İnsanlar içinde de veli kullar saklanmıştır. Hakiki mahiyetini ve makamını sadece Allah’ın bildiği, bu veli kullar “onlar için korku yoktur, mahzun da olmayacaklardır.”5 müjdesine nail olmuş, elleri dergâh-ı İlahiye’den boş çevrilmeyen kimselerdir. Bizim için gizli olan bu velî kullardan biri olmak veya çevremizdeki potansiyel velî kullara yakın olmak için çaba harcarız, “her geceyi kadir, her geleni hızır bil” düsturu ile hareket edip “velî” olması muhtemel Allah dostlarına sevgi ve hürmet besleriz. 

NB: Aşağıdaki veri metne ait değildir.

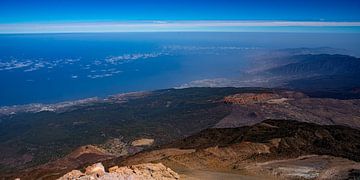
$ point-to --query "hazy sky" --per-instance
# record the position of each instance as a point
(36, 15)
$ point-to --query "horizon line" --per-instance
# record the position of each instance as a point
(180, 26)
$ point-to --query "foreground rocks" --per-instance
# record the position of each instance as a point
(142, 171)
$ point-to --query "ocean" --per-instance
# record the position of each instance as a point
(49, 68)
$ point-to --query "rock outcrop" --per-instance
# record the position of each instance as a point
(136, 172)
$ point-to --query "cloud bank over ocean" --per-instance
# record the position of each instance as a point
(182, 26)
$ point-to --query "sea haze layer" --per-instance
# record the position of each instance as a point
(47, 68)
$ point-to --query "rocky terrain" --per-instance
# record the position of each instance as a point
(142, 171)
(195, 132)
(277, 149)
(249, 109)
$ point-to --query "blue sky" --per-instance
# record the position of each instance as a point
(61, 12)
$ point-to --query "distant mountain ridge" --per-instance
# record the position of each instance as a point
(319, 65)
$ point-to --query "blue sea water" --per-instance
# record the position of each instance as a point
(48, 68)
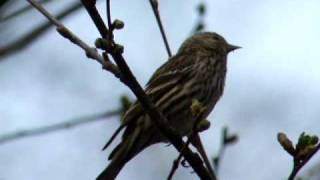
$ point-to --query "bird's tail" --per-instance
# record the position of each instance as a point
(131, 145)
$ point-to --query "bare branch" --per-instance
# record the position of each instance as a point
(26, 39)
(127, 78)
(59, 126)
(297, 165)
(21, 11)
(154, 5)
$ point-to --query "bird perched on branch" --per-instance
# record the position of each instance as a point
(198, 72)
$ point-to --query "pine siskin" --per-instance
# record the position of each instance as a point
(198, 72)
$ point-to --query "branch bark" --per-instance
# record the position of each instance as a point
(33, 35)
(128, 79)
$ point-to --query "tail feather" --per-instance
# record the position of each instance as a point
(111, 172)
(125, 151)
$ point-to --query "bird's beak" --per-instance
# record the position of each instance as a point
(232, 47)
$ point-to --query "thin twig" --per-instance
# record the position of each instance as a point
(127, 78)
(298, 165)
(154, 5)
(95, 16)
(56, 127)
(26, 39)
(20, 11)
(90, 52)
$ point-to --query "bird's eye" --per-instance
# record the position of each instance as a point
(216, 38)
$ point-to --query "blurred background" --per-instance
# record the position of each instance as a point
(272, 85)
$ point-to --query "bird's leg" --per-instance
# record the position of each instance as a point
(196, 142)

Allah Resulü (sav) “İstanbul fethedilecek, onu fetheden kumandan, ne güzel kumandan, ordusu ne güzel ordudur”6 dediği için, ümmetin tüm komutanları o gizlenen “güzel kumandan” olmak, tüm askerler de o “güzel ordu”nun bir neferi olmak istemişlerdir. İstanbul fethedilinceye kadar İslam orduları tarafından defalarca kuşatılmış, sonunda “güzel kumandan” Sultan Mehmed, “güzel ordusu” ile “Fatih” olma şerefine nail olmuştur. Allah Resulu (sav) “1453’de Mehmed isminde biri İstanbul’u fethedecek” deseydi, ümmetin diğer kumandanları İstanbul’un fethi için çaba harcamayacaklardı.

İnsan ömrü içinde de ecel yani nerede ve ne zaman öleceğimiz gizlenmiştir. Eğer ecel gizli olmasaydı ve herkes öleceği yeri ve zamanı bilseydi sizce hayat nasıl olurdu? Ömrün yarısı gafletle, diğer yarısı ise ölüme adım adım yaklaşan bir idam mahkumu gibi, ölüm günü yaklaştıkça artan ümitsizlik ve endişe ile geçmez miydi? İşte gizlilikteki güzellik burada da karşımıza çıkıyor. Her an ölecekmiş gibi ahirete, hiç ölmeyecekmiş gibi dünyaya çalışılan7 hayat, sizce de daha güzel değil mi?

İnsanın eceli gibi, kainatın eceli olan kıyamet de gizli bırakılmıştır. Her asrın insanları sanki kıyamet onların zamanında kopacak gibi ahiretlerine hazırlık yapmış, kıyametin dehşetinden Allah’a sığınmışlardır. Eğer kıyametin vakti belli olsaydı, kıyametin kopacağı zamandan evvel yaşayanlar gaflet ile vakit geçirecek, kıyametin kopmasına yakın yaşayanlar ise dehşet ve ümitsizlik içinde olacaktı. Hatta belki de kıyameti görmemek için topluca hayatlarına son vereceklerdi. Ancak kıyamet gizlenmiş, mü’minin hiç ölmeyecek gibi dünyasını mamur etmek için çabalaması istenmiş, hatta kıyamet kopsa bile eldeki bir fidanın dikiminin ihmal edilmemesi emredilmiş8 dünya ve ukba dengesi sağlanmıştır.

Özetle gizlilik güzeldir, gizli olan özeldir. Bu gizlilikler hem bizi tembellik ve gafletten kurtarmakta, hem de korku ve ümit dengesinde hayatı geçirmemize imkan sağlamaktadır.

Bir sonraki yazımızda görüşünceye kadar Allah’a emanet olun.

__________

1. Sözler, Yirmi Dördüncü Söz
2. Kadir Suresi, 3
3. Müslim, Müsâfirîn, 175
4. Buhârî, Cuma 37, Talâk 24, Daavât 61; Müslim, Müsâfirîn 166, 167, Cuma 13–15
5. Yunus Suresi, 62
6. el-Hâkim, el-Müstedrek, 4:422; Buharî, Târihü’s-Sağîr, no. 139; Müsned, 4:335; el-Heysemî, Mecmeu’z-Zevâid, 6:218.